Bouquets and Brickbats

Nancy Johnson concedes, but not graciously

letters@thetribunenews.comJune 20, 2014 

Nancy Johnson

JOE JOHNSTON — jjohnston@thetribunenews.com Buy Photo

For not fighting until the bitter end, we toss a bouquet of sweet peas to Morro Bay City Councilwoman Nancy Johnson, who conceded to challenger John Headding this week.

Headding, you may recall, needed 50 percent plus one in the June primary to win a council seat outright. He came tantalizingly close, but there was a pesky question of what to do about 123 Morro Bay ballots that had not been marked for council candidates. If they had been included in the count, Headding would not have won a majority and the race would have headed to a runoff in November.

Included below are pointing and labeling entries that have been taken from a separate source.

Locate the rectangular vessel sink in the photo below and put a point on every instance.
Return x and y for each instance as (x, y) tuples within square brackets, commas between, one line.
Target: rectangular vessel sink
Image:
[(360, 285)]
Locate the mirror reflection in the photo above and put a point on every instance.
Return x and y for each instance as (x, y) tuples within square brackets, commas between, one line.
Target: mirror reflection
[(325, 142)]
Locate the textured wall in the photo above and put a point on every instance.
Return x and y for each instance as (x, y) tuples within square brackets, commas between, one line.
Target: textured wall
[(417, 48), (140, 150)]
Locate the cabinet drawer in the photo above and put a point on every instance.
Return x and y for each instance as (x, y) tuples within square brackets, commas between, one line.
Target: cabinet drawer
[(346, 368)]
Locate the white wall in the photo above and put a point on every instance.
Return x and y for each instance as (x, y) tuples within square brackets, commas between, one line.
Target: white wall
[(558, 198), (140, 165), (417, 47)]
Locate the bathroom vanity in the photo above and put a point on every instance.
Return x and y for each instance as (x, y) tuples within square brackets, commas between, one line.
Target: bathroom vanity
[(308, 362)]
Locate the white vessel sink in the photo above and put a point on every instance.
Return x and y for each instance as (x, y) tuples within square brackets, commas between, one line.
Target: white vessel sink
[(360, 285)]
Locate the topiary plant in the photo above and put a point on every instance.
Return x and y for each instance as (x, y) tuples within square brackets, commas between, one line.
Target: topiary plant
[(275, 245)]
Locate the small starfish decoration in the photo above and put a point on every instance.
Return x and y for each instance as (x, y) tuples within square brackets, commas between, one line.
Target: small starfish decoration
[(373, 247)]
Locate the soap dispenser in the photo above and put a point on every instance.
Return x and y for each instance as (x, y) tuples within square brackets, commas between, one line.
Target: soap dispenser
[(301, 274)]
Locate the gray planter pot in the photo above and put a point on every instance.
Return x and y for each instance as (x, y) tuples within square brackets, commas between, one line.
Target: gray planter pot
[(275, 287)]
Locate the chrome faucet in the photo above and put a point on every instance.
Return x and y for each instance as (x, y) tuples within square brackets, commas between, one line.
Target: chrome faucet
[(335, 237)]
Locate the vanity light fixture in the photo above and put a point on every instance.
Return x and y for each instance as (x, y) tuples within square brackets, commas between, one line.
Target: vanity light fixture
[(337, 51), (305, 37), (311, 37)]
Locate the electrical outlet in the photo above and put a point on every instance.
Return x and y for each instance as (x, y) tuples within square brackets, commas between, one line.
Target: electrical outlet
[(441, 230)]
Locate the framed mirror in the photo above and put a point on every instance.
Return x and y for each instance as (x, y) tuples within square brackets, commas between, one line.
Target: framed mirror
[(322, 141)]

Rather than drag things out and subject the city to the expense of another council election, Johnson bowed out.

As it turned out, Morro Bay’s interim city attorney later determined the 123 ballots should not be counted, which meant Headding would have been declared the winner anyway. Still, we appreciate Johnson’s gesture. But did she really have to go on and on about the “deviousness” of local politics and allege that a “political machine” is operating in Morro Bay?

For not taking the high road, we add a few sour grape vines to Johnson’s sweet bouquet.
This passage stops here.